As for EMC continuing to resell Clearwell and StoredIQ products, Lewis told eWEEK that "we'll continue to look at customers' individual needs and finding good fits. But clearly our focus will be on pushing and improving the Kazeon product."
EMC's move was welcomed by Kazeon, which had been suffering through some lean economic times.
The deal will come as a relief to Kazeon's long-suffering shareholders, Aaref Hilaly, CEO of Clearwell and a competitor with Kazeon, wrote in an e-mail to eWEEK.
"Over the past six years, it raised over $60 million in equity financing, double the amount it usually takes successful software companies to reach profitability. But despite all that investment, revenue has been hard to come by," Hilaly wrote.
According to former Kazeon employees, the company's revenue totaled only $7 million over the past 12 months, Hilaly said.
"Perhaps as a result, there's been a lot of management turnover, and last year the board retained a recruiter to find a new CEO. In light of all that, selling the company for $75 million, or 10 times trailing revenue, is a great outcome for Kazeon's shareholders," Hilaly said.
EMC Uses Its Standard Acquisition Strategy
The acquisition of Kazeon is the latest example of how EMC adds technology: by trying out the wares of a particular partner before deciding to make a strategic acquisition. EMC has done this on a number of previous occasions, such as with VMware (virtualization), Avamar Technologies (deduplication), RSA Security, ConfigureSoft (management controls), Atmos (enterprise cloud storage) and dozens of others.
Craig Carpenter, vice president and general counsel of competing e-discovery provider Recommind who has spent years in the business, told eWEEK that the deal was the "absolute worst-kept secret ever" at the recent ILTA (International Legal Technology Association) conference last week in Washington, D.C. "Everybody was talking about it there," Carpenter said with a laugh.
Of the three e-discovery products EMC is reselling, Kazeon's was perhaps the last one most people thought it would acquire, Carpenter said.
"Kazeon is primarily known for data collection and early-case assessment, and not for the deep review and analysis that legal firms require. It is primarily designed for enterprise e-discovery, not for legal firms, and that fits right into EMC's product set," Carpenter said.
Clearly, EMC had some choices as to how it wanted to get serious in the e-discovery market, Brian Babineau, senior storage analyst with Enterprise Strategy Group, told eWEEK.
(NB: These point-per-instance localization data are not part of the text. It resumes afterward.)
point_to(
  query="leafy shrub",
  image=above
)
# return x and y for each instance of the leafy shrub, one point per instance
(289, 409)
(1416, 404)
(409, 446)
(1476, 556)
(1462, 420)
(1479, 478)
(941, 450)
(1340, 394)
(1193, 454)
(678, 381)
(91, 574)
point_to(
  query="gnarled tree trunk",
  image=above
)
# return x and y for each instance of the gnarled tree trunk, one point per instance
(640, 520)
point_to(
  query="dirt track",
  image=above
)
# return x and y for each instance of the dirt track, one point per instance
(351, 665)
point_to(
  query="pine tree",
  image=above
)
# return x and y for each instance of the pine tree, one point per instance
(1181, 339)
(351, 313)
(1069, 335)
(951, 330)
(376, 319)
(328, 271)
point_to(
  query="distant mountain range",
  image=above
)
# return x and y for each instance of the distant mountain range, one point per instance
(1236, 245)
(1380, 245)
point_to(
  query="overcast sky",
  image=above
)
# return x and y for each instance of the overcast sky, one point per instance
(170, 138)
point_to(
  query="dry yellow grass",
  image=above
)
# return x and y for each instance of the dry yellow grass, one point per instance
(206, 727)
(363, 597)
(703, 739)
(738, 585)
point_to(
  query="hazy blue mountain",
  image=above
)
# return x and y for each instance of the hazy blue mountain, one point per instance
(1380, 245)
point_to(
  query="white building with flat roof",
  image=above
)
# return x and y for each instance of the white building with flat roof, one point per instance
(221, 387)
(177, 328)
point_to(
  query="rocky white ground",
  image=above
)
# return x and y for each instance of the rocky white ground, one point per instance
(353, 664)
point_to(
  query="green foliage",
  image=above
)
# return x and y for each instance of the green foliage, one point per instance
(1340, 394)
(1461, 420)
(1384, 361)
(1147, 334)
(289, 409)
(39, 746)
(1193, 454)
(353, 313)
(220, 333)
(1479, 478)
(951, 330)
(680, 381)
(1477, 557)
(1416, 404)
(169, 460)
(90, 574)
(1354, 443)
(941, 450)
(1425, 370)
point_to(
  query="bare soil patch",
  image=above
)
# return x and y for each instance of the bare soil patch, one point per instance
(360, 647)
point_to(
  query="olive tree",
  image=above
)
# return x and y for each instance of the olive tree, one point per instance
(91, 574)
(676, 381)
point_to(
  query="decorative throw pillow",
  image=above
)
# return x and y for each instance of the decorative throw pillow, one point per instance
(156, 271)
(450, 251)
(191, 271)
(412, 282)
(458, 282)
"And we are all well aware that if EMC is going to buy revenue, they need a really big number for it to be material," Babineau said. "So I view this transaction as more tactical from a business standpoint and strategic from a technology standpoint. Kazeon has very good technology and, yes, had some hiccups on the business side. That actually makes them a perfect fit for EMC."
Babineau offered some perspective on how the deal may impact StoredIQ and Clearwell.
"I think this is terrible for StoredIQ, as they were a 'strategic partner' for EMC in this market. EMC invited them to the prom, danced with them for a while, and left with another girl," Babineau said. "It's [also] not great for Clearwell, but they [already] have a solid business along with Recommind."
Upon completion of the acquisition later this quarter, Mountain View, Calif.-based Kazeon will become part of EMC's Content Management and Archiving Division. The company's product will add a key piece to EMC's SourceOne software package, which the company said will make it a fully integrated e-discovery, archiving and compliance offering.